As I am now in this one-sheet Origami box phase, it was time to do a project on this marvelous rectangular pleated Origami box by Clemente Giusto. This box has such a distinct design, that I am sure, most of you have seen pictures of it. You can find the CP and accompanying pictures on Rosemary Lyndall Wemm’s website. If the CP is not enough, she also made a picture tutorial of this interesting Origami box.
Paper, Ratio & Measurements
You will need one piece of paper with the Ratio of 1:1.25 or 1:0.8. The paper will be creased in 8 x 10 sections. The biggest box I made, was from regular A4 size paper. For that I multiplied the shorter side (21 cm) by 1.25. Now you have the measurements of your paper: 21 cm x 26.25 cm. Apply the same principle to any other size paper (inches). The smaller box was made from 15 cm square Origami paper. You will need to cut of a strip so you end up with the measurements of 15 cm x 12 cm / 5.9 in x 4.7 in. And my smallest box was made from 7.6 cm square paper, with the measurements of 7.65 cm x 6.1 cm / 3 in x 2.4 in.
If you are aiming for a sturdy Origami box, then use card stock paper. You will trade in though the flexibility and ease of folding. If you are intending to fold smaller boxes, then go for Origami paper. The big box (blue) was made from card stock – and you can see the inaccuracy in the finished box. Whereas the smaller boxes (pink checkered box) and the smallest box (1.5 cm x 3 cm x 0.75 cm) were made from Origami paper. I will not recommend to the average folder the smallest box. You need to take in consideration that you will need to divide your paper by folding into 8 x 10 squares. I took it as a challenge and for sure enjoy the end result.
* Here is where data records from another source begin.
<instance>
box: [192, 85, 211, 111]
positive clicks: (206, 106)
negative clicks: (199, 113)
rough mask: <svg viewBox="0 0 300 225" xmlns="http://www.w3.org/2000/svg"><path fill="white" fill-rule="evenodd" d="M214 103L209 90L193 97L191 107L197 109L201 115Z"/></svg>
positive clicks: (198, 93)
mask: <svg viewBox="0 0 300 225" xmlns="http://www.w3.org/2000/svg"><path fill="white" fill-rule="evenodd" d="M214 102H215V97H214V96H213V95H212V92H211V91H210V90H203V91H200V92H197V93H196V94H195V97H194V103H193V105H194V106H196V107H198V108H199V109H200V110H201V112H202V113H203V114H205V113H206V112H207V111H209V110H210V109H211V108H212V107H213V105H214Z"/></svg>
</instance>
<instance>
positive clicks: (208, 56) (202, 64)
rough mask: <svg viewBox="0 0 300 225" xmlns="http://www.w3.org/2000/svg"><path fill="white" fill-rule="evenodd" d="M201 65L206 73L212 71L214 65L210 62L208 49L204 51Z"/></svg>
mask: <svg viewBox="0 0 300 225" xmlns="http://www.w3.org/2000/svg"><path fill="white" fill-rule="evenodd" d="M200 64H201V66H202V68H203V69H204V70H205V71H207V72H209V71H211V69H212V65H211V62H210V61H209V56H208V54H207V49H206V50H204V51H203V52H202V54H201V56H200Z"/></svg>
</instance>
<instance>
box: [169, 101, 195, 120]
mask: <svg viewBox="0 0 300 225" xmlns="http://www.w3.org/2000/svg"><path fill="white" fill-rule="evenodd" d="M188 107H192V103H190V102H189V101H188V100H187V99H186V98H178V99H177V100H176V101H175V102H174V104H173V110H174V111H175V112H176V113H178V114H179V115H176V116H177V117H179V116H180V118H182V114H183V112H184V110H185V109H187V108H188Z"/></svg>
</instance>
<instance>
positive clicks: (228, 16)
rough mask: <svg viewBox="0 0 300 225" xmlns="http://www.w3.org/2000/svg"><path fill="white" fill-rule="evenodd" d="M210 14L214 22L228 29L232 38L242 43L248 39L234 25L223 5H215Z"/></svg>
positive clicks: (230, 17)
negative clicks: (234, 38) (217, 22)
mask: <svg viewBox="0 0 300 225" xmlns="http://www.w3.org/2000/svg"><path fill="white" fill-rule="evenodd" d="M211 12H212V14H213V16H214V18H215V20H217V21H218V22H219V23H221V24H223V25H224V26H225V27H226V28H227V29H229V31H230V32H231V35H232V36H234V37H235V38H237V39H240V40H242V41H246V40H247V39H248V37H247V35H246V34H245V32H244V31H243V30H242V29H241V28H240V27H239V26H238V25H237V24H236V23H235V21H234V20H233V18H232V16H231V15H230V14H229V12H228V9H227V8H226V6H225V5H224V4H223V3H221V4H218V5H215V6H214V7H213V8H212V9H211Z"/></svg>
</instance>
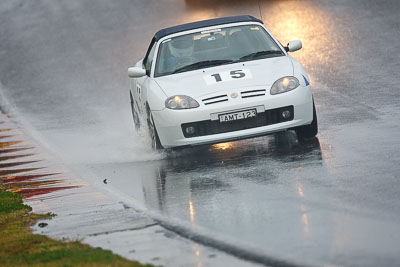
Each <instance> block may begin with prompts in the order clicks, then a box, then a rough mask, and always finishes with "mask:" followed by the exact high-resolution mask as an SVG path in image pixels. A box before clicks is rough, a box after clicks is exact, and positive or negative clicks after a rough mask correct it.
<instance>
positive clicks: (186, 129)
mask: <svg viewBox="0 0 400 267" xmlns="http://www.w3.org/2000/svg"><path fill="white" fill-rule="evenodd" d="M194 132H195V131H194V127H193V126H189V127H186V133H187V134H190V135H192V134H194Z"/></svg>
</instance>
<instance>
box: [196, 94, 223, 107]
mask: <svg viewBox="0 0 400 267" xmlns="http://www.w3.org/2000/svg"><path fill="white" fill-rule="evenodd" d="M202 101H203V103H204V105H211V104H216V103H219V102H225V101H228V95H219V96H213V97H209V98H204V99H203V100H202Z"/></svg>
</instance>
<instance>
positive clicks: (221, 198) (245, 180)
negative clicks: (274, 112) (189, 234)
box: [141, 131, 322, 223]
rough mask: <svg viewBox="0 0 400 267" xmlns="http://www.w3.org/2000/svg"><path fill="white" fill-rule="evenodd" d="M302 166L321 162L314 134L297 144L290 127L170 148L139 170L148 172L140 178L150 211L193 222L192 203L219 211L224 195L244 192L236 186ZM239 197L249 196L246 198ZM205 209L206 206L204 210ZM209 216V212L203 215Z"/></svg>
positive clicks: (319, 153) (145, 197)
mask: <svg viewBox="0 0 400 267" xmlns="http://www.w3.org/2000/svg"><path fill="white" fill-rule="evenodd" d="M305 164H307V165H309V164H314V165H320V166H321V165H322V154H321V147H320V143H319V140H318V138H315V139H313V140H311V141H308V142H307V143H302V144H299V143H298V141H297V138H296V134H295V133H294V132H293V131H287V132H282V133H279V134H276V135H275V136H265V137H260V138H256V139H253V140H243V141H236V142H228V143H220V144H215V145H212V146H202V147H194V148H189V149H186V150H182V151H177V152H172V153H171V154H170V155H169V157H168V158H167V159H165V160H163V161H158V162H156V164H154V162H152V163H151V164H145V165H144V166H143V165H142V166H141V169H142V171H143V170H144V169H147V170H148V171H146V173H147V175H143V176H142V179H141V182H142V186H143V200H144V202H145V205H146V206H147V207H149V208H150V209H155V210H159V211H161V212H162V213H164V214H165V215H167V216H178V217H179V218H180V219H186V220H187V219H189V220H190V221H191V222H192V223H195V219H194V218H195V216H194V214H195V203H196V202H201V206H204V205H206V206H208V207H209V208H210V207H212V208H213V209H216V210H215V212H216V213H218V212H217V210H218V209H224V204H223V203H222V202H221V201H222V200H223V201H225V200H224V198H225V197H227V194H229V193H232V194H236V197H239V198H240V196H241V195H242V194H243V193H245V192H241V194H237V193H238V190H239V191H242V190H241V189H240V187H241V185H243V186H246V187H248V186H254V185H255V186H257V185H263V186H268V184H275V183H280V181H279V179H280V178H281V177H282V173H281V172H283V173H289V172H293V173H296V172H297V170H296V169H297V168H301V166H303V165H305ZM155 165H156V166H155ZM143 167H145V168H143ZM151 173H152V174H151ZM294 183H295V184H298V183H297V182H294ZM296 191H297V189H296ZM247 193H248V194H251V191H250V192H247ZM242 201H252V199H251V198H248V197H245V198H244V199H243V200H242ZM207 209H208V208H207V207H205V211H207ZM197 215H200V214H197ZM209 215H210V214H209V212H206V213H205V214H204V216H209ZM197 217H198V216H197Z"/></svg>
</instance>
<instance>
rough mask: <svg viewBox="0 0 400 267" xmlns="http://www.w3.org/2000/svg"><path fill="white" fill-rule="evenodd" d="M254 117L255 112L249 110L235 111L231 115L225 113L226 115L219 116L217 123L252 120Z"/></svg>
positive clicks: (232, 112) (229, 114) (223, 114)
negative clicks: (248, 119)
mask: <svg viewBox="0 0 400 267" xmlns="http://www.w3.org/2000/svg"><path fill="white" fill-rule="evenodd" d="M255 116H257V110H256V109H249V110H243V111H237V112H232V113H227V114H221V115H219V121H220V122H227V121H236V120H243V119H247V118H252V117H255Z"/></svg>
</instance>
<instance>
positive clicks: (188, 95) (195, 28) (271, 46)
mask: <svg viewBox="0 0 400 267" xmlns="http://www.w3.org/2000/svg"><path fill="white" fill-rule="evenodd" d="M301 47H302V43H301V41H299V40H295V41H292V42H290V43H289V44H288V45H287V46H286V47H284V46H282V45H281V44H280V43H279V42H278V41H277V40H276V39H275V38H274V37H273V36H272V35H271V33H270V32H269V31H268V30H267V29H266V28H265V27H264V25H263V22H262V21H260V20H258V19H256V18H254V17H252V16H235V17H225V18H217V19H211V20H204V21H199V22H193V23H188V24H183V25H179V26H175V27H170V28H166V29H163V30H160V31H158V32H157V33H156V34H155V35H154V38H153V39H152V41H151V43H150V46H149V49H148V51H147V53H146V56H145V57H144V59H142V60H140V61H139V62H138V63H137V64H136V65H135V66H134V67H130V68H129V69H128V75H129V77H130V78H131V79H130V87H131V90H130V99H131V106H132V114H133V119H134V123H135V127H136V129H139V128H140V127H142V126H145V127H148V129H149V133H150V136H151V139H152V146H153V148H154V149H155V150H157V149H163V148H175V147H184V146H195V145H203V144H213V143H220V142H226V141H232V140H238V139H244V138H251V137H256V136H261V135H266V134H271V133H275V132H278V131H284V130H287V129H294V130H295V131H296V133H297V136H298V139H299V140H304V139H308V138H313V137H315V135H316V134H317V132H318V126H317V116H316V112H315V106H314V101H313V96H312V92H311V88H310V85H309V78H308V75H307V73H306V71H305V70H304V68H303V67H302V66H301V65H300V63H298V62H297V61H296V60H295V59H294V58H292V57H291V56H290V55H288V53H287V52H293V51H296V50H299V49H301Z"/></svg>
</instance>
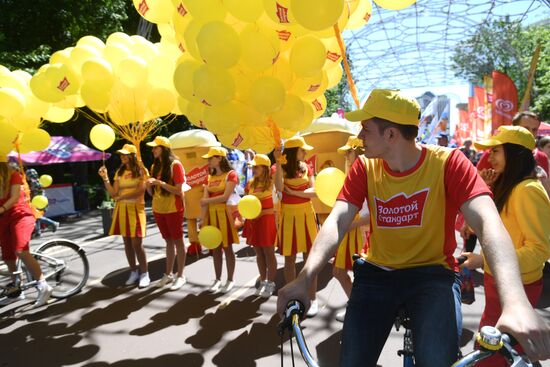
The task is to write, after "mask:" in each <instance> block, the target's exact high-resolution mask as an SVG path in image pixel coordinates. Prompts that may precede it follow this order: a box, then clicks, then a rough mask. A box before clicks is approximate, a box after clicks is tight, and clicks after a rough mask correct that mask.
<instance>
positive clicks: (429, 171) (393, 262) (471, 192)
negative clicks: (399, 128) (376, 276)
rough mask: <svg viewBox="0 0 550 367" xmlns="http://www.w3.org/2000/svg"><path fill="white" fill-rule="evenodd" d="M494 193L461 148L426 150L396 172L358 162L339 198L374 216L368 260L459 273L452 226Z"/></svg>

As I mentioned above, your first step is to crease your paper (white side up) into 8 x 10 sections. To fold it into 8 is no problem as you get there easily by dividing each time into half. To fold the longer side of the paper into 10 sections is a slight problem. I did not solve it via Origami ways, but just calculated the length divided by 10 – and marked the first 5 on my paper. From there I folded the remaining 5 creases easily. Mrs. Lyndall Wemm shows you a solution to this problem by doing it the “Origami” way.
The collapse of the model is nicely shown in the pictures, so I hope you won’t have a problem making your own box. For most of you the CP should be enough explanation on how to fold this model.